2009-02-13
ふるい仲間の著書に勇気をもらう!


 大阪の作家・高畠寛さんから新著『紅い螢』をおくってもらった。著者にとっては6冊目の小説集である。

 高畠さんは古い仲間のひとりで、今からざっと30年ほどまえ、大阪で「らぐたいむ」という同人誌をいっしょにやっていた。同氏がいわば主宰者格の存在で、ほかには村田拓、奥野忠昭飯塚輝一、松原真理子、軽尾たか子、詩人の森沢友日子などが名をつらねていた。いずれも大阪文学学校(http://www.osaka-bungaku.or.jp/)のチューターをつとめる猛者であった。

 いささか手前ミソになるが、当時、大阪では自他ともにみとめる最強の書き手集団で、毎号それぞれが最低でも100枚をこえる小説をひっさげて登場した。書き上げた作品は掲載するまえにまわし読みして、メンバー全員でたがいに批評し合う。作者はそれぞれの批評をふまえて書き直す……というのがきまりであった。

 一騎当千の最強の書き手ゆえに、おのずと遠心力がはたらくようになり、やがて、それぞれが別の活動舞台をもつようになった。

 高畠寛さんはいまも大阪にあって文学学校にふかくかかわり、同人誌に小説を発表しつづけている。

 表題となっている「赤い螢」をはじめ、「山崎の鬼」「優しい脅迫者」「春の一日」「待避線」「風の素描(デッサン)」の6編がおさめられている。いずれも著者が主催する「アルカイド」ほか文芸同人誌に発表されたものである。

 主人公はおもに中年にさしかかった男、「おれ」「ぼく」「私」は大手建設会社のつとめる。いわば作者の等身大の男たちである。「山崎の鬼」の「私」はまだ30歳まえの若者だが、「優しい脅迫者」「春の一日」「待避線」の「私」「ぼく」「浩介」は中年の管理職、「風の素描」はリタイヤ目前、「赤い螢」の「私」はやはり60歳をすぎている。

 数おおくの作品のなかから、作者があえてこの6編をえらんで作品集を編んだのは、ある種のネライがあってのことだろう。

 事実、ぼくはいずれもいちど読んでいるのだが、こうして一冊に編まれてみると、またあたらしい世界がみえてくるのである。これもまた、まぎれもなく小説のもつ力というものである。

 あらためて読みなおしてみると、作者が「あとがき」で、あまり面白くない……という「会社もの」がむしろ新鮮でおもしろい。

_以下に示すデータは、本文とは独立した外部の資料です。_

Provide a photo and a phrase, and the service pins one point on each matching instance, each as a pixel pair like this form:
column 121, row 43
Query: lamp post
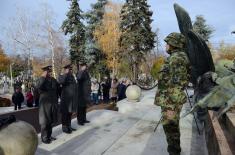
column 28, row 73
column 11, row 74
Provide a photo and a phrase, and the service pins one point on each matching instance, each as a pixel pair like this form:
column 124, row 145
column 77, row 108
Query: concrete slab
column 128, row 131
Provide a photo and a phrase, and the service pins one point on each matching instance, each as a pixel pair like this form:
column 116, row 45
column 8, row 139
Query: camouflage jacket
column 173, row 78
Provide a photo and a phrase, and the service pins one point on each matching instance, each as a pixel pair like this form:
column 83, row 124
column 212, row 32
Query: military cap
column 47, row 68
column 175, row 39
column 82, row 63
column 67, row 66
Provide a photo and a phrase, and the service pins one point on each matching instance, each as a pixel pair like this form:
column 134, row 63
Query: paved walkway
column 126, row 132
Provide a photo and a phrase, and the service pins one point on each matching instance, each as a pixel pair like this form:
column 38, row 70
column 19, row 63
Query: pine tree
column 137, row 38
column 200, row 26
column 73, row 25
column 94, row 19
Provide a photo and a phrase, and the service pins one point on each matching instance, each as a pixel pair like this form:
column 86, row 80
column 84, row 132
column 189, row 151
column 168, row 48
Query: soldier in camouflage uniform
column 173, row 78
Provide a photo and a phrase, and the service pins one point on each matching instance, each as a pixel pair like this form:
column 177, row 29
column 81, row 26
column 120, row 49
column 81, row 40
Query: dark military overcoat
column 84, row 88
column 68, row 94
column 48, row 101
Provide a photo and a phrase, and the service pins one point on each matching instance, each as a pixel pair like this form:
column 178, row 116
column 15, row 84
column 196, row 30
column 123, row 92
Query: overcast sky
column 219, row 14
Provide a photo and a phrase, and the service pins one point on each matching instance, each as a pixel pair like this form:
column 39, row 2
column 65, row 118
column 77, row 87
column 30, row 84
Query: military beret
column 82, row 63
column 67, row 66
column 47, row 68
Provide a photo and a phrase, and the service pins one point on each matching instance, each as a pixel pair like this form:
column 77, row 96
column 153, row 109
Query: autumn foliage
column 107, row 35
column 4, row 60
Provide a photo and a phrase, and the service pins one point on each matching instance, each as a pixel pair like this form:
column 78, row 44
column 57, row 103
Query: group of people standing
column 74, row 93
column 108, row 90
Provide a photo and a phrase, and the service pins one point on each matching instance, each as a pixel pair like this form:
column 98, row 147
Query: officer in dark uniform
column 68, row 102
column 48, row 103
column 84, row 92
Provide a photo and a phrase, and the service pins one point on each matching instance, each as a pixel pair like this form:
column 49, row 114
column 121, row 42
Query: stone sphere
column 18, row 138
column 133, row 93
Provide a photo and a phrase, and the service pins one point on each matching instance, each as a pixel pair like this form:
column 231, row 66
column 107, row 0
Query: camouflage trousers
column 172, row 132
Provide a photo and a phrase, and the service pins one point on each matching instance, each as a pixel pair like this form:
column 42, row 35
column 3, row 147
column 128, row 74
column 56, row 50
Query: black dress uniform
column 48, row 105
column 68, row 101
column 84, row 94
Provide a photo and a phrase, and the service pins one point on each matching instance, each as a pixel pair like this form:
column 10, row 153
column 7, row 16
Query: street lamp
column 11, row 74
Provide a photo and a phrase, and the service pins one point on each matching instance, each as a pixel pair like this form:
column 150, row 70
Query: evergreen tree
column 95, row 55
column 73, row 25
column 200, row 26
column 137, row 38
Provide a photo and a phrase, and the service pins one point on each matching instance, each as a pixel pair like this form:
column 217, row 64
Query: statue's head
column 175, row 41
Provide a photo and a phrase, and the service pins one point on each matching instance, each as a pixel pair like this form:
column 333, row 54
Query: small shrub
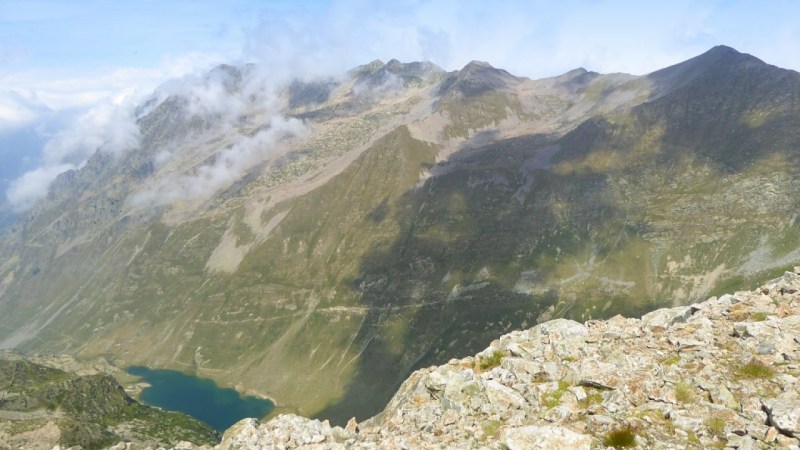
column 672, row 360
column 490, row 428
column 756, row 369
column 553, row 399
column 716, row 427
column 622, row 437
column 684, row 393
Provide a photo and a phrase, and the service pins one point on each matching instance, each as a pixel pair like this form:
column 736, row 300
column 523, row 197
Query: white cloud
column 228, row 166
column 19, row 109
column 26, row 190
column 102, row 120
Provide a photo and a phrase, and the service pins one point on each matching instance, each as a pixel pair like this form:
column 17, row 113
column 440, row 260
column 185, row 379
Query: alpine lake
column 200, row 398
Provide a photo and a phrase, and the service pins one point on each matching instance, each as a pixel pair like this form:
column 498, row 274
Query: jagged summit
column 476, row 78
column 720, row 61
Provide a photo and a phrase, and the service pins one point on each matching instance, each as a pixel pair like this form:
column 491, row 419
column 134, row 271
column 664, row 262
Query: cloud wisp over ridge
column 51, row 76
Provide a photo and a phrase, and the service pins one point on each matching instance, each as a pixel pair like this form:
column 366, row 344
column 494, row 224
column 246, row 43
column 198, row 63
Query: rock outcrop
column 718, row 374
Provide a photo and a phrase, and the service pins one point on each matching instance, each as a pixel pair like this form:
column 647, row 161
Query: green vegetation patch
column 621, row 437
column 755, row 370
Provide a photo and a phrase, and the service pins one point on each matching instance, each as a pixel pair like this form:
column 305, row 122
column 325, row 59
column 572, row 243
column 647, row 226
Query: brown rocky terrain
column 718, row 374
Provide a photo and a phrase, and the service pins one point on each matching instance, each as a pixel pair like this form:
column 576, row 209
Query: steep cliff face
column 343, row 232
column 717, row 374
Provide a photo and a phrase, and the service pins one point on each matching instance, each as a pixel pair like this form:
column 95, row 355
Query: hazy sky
column 62, row 58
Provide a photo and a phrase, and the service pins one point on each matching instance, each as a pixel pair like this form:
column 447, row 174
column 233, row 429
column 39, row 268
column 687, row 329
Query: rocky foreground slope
column 718, row 374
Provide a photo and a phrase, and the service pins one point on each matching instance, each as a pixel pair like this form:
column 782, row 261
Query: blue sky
column 60, row 59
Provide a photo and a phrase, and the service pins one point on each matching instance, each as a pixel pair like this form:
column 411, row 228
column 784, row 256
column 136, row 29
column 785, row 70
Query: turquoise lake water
column 199, row 397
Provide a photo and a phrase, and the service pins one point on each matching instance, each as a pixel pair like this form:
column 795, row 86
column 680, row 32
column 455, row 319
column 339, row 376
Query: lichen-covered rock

 大手建設会社の働く男の日常をタテ糸にして、家庭のこと、父親のこと、若かりしころの女ともだちのことがヨコ糸をなし、あざやかにひとつの時代の錦絵がおりあげられてゆくのである。

 土建の世界は日本経済のもっとも象徴的な部分をなしてきただけに、いわゆる失われた10年にうごめく人間の隠れた部分をみる思いがする。

 『赤い螢』は阿久悠の作詞でしられる歌謡曲「北の蛍」をベースにした作品である。60歳をはるかにこえた主人公が、かって学生時代の恋物語を回想でかたるかたちになっている。

 幼くて稚拙ともおもえるなりゆきなのだが、懐かしい過去としてただ回想しているわけではない。思い起こすことによって、若かりしころの主人公とその彼女に時をへだててあたらしく出会いつづける。主人公も傷つきながら、ほろ苦い何かを発見しつづけるのである。そういう凝ったしかけがある。

 古い仲間がいまも健在で書きつづけていることを知ると、ほのぼのとした気持ちになり、あたらしい本のページをくるたびに、なんだか勇気づけられるのである。